ARTICLE

The detection, treatment and control of high blood pressure in older British adults: cross-sectional findings from the British Women's Heart and Health Study and the British Regional Heart Study

Journal of Human Hypertension (2006) 20, 733–741
R Patel, D A Lawlor, P Whincup, D Montaner, O Papacosta, P Brindle and S Ebrahim Department of Social Medicine, University of Bristol, Bristol, UK, Division of Community Health Sciences, St George's, University of London, London, UK , Department of Primary Care and Population Sciences, Royal Free and University College Medical School, London, UK Department of Epidemiology and Population Health, London School of Hygiene and Tropical Medicine, London, UK

Among older people, the detection and control of hypertension is particularly important to reduce cardiovascular disease risk.
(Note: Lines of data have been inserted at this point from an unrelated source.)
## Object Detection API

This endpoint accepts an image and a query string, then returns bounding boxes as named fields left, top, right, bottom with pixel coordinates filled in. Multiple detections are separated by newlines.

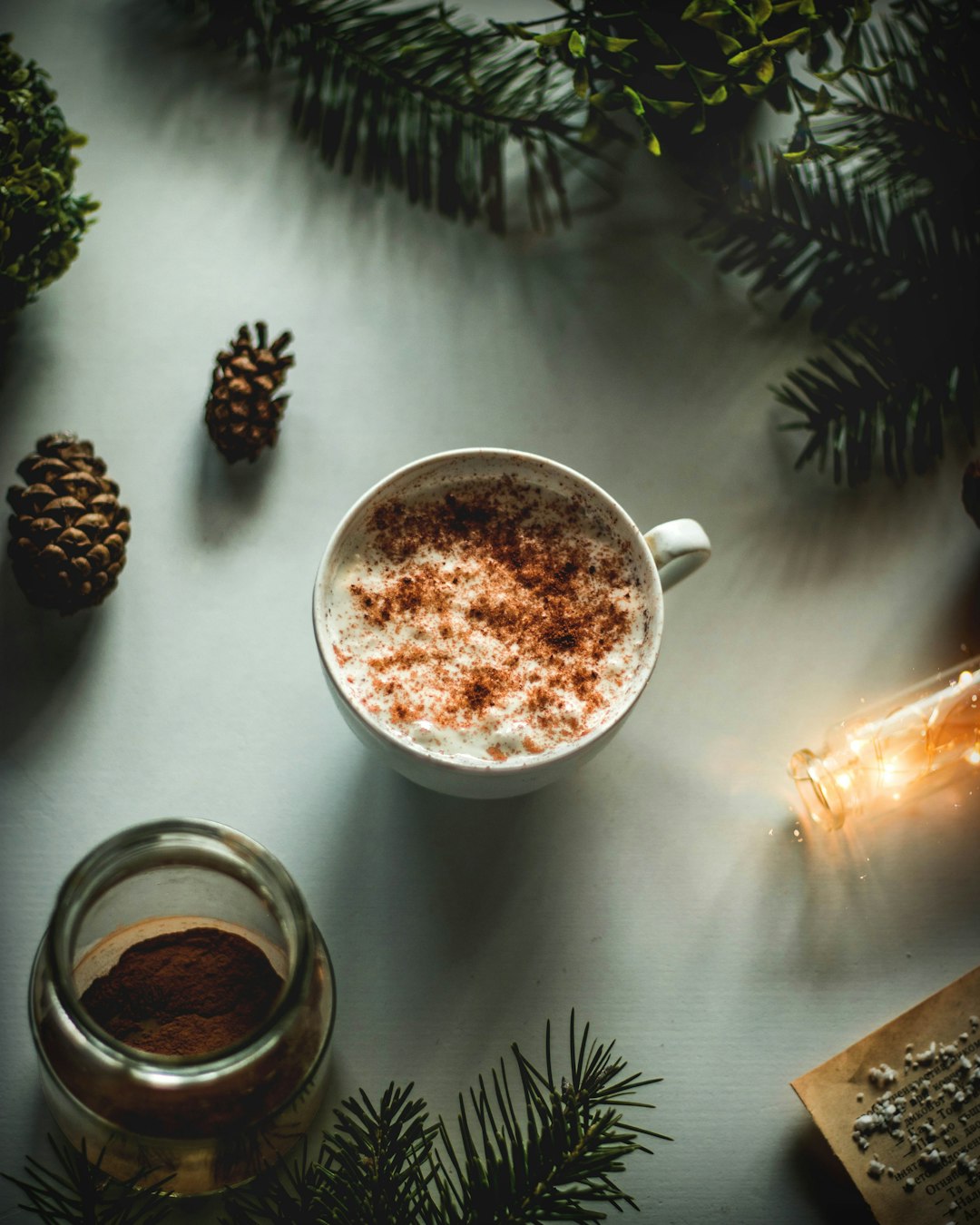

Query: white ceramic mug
left=314, top=447, right=710, bottom=799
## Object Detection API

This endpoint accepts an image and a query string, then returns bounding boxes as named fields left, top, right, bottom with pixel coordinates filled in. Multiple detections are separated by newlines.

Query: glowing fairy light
left=789, top=655, right=980, bottom=829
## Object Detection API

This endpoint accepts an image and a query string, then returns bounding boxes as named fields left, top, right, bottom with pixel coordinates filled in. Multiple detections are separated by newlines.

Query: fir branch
left=774, top=331, right=980, bottom=485
left=689, top=148, right=921, bottom=333
left=436, top=1013, right=669, bottom=1225
left=692, top=0, right=980, bottom=484
left=5, top=1013, right=669, bottom=1225
left=823, top=0, right=980, bottom=194
left=172, top=0, right=585, bottom=233
left=0, top=1135, right=172, bottom=1225
left=318, top=1084, right=437, bottom=1225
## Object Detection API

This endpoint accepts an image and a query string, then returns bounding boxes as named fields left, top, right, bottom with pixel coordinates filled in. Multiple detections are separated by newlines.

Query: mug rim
left=312, top=447, right=664, bottom=778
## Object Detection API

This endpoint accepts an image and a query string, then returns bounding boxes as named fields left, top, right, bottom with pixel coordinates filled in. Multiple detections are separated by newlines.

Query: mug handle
left=643, top=519, right=711, bottom=591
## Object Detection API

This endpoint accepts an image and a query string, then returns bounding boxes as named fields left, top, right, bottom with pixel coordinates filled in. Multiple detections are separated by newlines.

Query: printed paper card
left=792, top=966, right=980, bottom=1225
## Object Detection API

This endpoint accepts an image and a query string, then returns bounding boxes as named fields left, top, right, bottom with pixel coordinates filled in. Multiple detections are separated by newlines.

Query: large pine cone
left=204, top=322, right=295, bottom=463
left=7, top=434, right=130, bottom=612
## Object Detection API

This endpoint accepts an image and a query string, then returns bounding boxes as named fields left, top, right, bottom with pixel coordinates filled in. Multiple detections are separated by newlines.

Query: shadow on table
left=196, top=427, right=276, bottom=545
left=789, top=1123, right=875, bottom=1225
left=0, top=557, right=102, bottom=748
left=316, top=753, right=599, bottom=1061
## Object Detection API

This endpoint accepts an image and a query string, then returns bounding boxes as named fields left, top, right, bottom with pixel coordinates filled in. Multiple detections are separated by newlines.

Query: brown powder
left=82, top=927, right=283, bottom=1054
left=337, top=478, right=638, bottom=760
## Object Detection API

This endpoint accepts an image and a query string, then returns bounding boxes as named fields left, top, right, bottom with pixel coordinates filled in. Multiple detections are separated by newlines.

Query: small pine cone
left=204, top=322, right=295, bottom=463
left=7, top=434, right=130, bottom=613
left=963, top=459, right=980, bottom=528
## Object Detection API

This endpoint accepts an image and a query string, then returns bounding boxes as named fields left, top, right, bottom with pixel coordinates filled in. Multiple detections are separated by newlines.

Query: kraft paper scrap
left=792, top=966, right=980, bottom=1225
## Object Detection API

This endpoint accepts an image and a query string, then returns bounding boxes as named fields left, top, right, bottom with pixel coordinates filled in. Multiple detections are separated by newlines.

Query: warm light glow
left=790, top=655, right=980, bottom=829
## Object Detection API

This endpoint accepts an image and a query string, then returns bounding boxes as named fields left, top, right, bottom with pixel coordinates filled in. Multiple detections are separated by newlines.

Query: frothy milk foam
left=326, top=472, right=651, bottom=763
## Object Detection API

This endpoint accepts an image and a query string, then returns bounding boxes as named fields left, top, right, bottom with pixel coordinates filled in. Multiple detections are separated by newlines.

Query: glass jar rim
left=44, top=817, right=314, bottom=1077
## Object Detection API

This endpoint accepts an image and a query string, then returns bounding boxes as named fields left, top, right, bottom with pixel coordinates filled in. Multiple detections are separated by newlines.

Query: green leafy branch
left=0, top=34, right=98, bottom=325
left=169, top=0, right=872, bottom=233
left=4, top=1013, right=669, bottom=1225
left=166, top=0, right=582, bottom=231
left=692, top=0, right=980, bottom=484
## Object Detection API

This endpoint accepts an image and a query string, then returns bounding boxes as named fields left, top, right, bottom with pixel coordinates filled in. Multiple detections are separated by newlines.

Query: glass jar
left=31, top=819, right=335, bottom=1196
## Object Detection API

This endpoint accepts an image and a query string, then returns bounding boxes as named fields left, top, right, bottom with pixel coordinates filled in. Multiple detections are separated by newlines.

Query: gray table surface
left=0, top=0, right=980, bottom=1225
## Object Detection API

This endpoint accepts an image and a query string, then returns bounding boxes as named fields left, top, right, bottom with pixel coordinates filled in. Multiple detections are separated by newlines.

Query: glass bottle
left=31, top=819, right=335, bottom=1196
left=789, top=655, right=980, bottom=829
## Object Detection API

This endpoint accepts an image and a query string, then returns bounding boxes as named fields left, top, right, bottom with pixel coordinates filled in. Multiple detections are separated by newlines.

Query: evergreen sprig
left=162, top=0, right=871, bottom=233
left=0, top=1135, right=169, bottom=1225
left=166, top=0, right=583, bottom=231
left=4, top=1013, right=669, bottom=1225
left=691, top=0, right=980, bottom=484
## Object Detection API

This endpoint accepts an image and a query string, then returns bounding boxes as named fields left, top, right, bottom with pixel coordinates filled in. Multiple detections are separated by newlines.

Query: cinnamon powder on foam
left=333, top=478, right=640, bottom=760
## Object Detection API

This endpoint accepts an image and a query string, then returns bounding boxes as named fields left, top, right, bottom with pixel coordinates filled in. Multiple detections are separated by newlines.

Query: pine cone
left=7, top=434, right=130, bottom=613
left=204, top=322, right=295, bottom=463
left=963, top=459, right=980, bottom=528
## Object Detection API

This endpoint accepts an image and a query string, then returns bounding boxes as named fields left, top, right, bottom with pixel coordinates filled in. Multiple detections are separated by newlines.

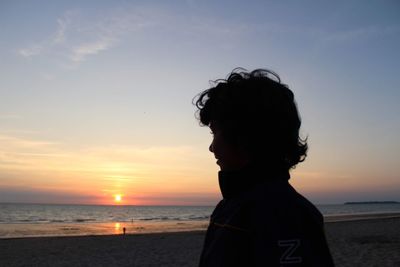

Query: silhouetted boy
left=196, top=69, right=333, bottom=267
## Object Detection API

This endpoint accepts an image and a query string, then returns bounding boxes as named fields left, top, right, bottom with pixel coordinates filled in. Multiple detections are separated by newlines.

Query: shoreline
left=0, top=212, right=400, bottom=240
left=0, top=217, right=400, bottom=267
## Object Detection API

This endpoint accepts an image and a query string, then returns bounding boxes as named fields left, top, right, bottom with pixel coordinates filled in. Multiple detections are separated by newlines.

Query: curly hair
left=194, top=68, right=308, bottom=170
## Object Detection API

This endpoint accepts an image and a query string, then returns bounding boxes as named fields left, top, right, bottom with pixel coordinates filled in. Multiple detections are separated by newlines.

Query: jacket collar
left=218, top=166, right=290, bottom=199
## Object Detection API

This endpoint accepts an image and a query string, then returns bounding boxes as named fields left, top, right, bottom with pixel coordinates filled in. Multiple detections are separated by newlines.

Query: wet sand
left=0, top=216, right=400, bottom=267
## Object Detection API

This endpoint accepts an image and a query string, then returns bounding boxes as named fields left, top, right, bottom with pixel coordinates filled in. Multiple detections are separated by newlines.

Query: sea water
left=0, top=203, right=400, bottom=238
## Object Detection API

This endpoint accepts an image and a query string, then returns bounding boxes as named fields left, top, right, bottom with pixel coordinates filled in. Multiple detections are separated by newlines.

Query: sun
left=114, top=195, right=122, bottom=203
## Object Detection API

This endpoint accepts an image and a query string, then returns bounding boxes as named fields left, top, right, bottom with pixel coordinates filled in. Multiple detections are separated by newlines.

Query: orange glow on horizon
left=114, top=194, right=122, bottom=203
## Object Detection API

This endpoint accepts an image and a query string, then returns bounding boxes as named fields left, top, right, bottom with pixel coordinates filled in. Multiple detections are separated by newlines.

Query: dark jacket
left=200, top=169, right=334, bottom=267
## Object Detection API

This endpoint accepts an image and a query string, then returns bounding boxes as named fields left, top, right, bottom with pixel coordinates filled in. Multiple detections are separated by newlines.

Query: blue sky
left=0, top=1, right=400, bottom=204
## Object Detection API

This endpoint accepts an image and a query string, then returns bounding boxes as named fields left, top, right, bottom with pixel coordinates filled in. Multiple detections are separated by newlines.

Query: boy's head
left=195, top=69, right=307, bottom=170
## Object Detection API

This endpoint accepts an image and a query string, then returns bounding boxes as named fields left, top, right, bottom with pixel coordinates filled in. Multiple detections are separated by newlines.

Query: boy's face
left=209, top=121, right=249, bottom=171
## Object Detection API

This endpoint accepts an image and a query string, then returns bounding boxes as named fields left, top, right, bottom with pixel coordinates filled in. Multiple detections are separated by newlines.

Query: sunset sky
left=0, top=0, right=400, bottom=205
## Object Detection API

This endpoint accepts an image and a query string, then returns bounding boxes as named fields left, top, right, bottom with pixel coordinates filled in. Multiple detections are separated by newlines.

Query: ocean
left=0, top=203, right=400, bottom=238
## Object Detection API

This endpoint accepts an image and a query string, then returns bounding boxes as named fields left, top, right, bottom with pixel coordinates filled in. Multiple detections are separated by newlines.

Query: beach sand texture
left=0, top=218, right=400, bottom=267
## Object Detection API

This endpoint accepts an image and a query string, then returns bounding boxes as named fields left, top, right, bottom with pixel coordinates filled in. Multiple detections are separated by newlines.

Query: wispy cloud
left=18, top=7, right=151, bottom=64
left=18, top=44, right=43, bottom=58
left=70, top=38, right=116, bottom=62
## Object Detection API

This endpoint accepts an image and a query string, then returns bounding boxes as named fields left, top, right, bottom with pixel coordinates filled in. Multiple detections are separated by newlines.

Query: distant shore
left=0, top=217, right=400, bottom=267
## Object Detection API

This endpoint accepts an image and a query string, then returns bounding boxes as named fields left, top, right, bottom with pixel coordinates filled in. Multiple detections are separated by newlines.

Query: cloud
left=18, top=44, right=43, bottom=58
left=17, top=10, right=151, bottom=64
left=70, top=38, right=115, bottom=62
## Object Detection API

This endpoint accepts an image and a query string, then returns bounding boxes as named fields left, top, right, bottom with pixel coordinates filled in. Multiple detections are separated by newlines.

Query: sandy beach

This cross-sectional survey aimed to describe the detection, treatment and control of hypertension in older British adults.

A total of 3059 women and 3007 men aged 60–79 years were randomly selected from general practice age/sex registers in 24 British towns and examined from 1998 to 2001. Of these, 52.6% women and 47.9% men had at least one indicator of hypertension (high blood pressure on examination, or taking antihypertensive medication or recalled a doctor diagnosis of high blood pressure). Among women, 50% of those with any indication of hypertension were on treatment and 29% were well controlled, and among men 45% were on treatment and 16% were well controlled. With the exception of alcohol use in men (adjusted odds ratio 0.67 (0.46, 0.98)), socioeconomic factors, area of residence and behavioural risk factors were not associated with good control among those with hypertension in either sex. Of those on treatment, 20.7% of women and 28% of men were on two classes of antihypertensive medication and 3.5 and 4.9%, respectively, were on three or more classes of antihypertensive medication. Among those with a doctor diagnosis of hypertension and taking antihypertensive medication, the proportion with well controlled blood pressure did not differ between those on more than one antihypertensive and those on just one in either sex.

We conclude that targets of good control are rarely met in older individuals, who would benefit from the associated reduction in cardiovascular disease risk.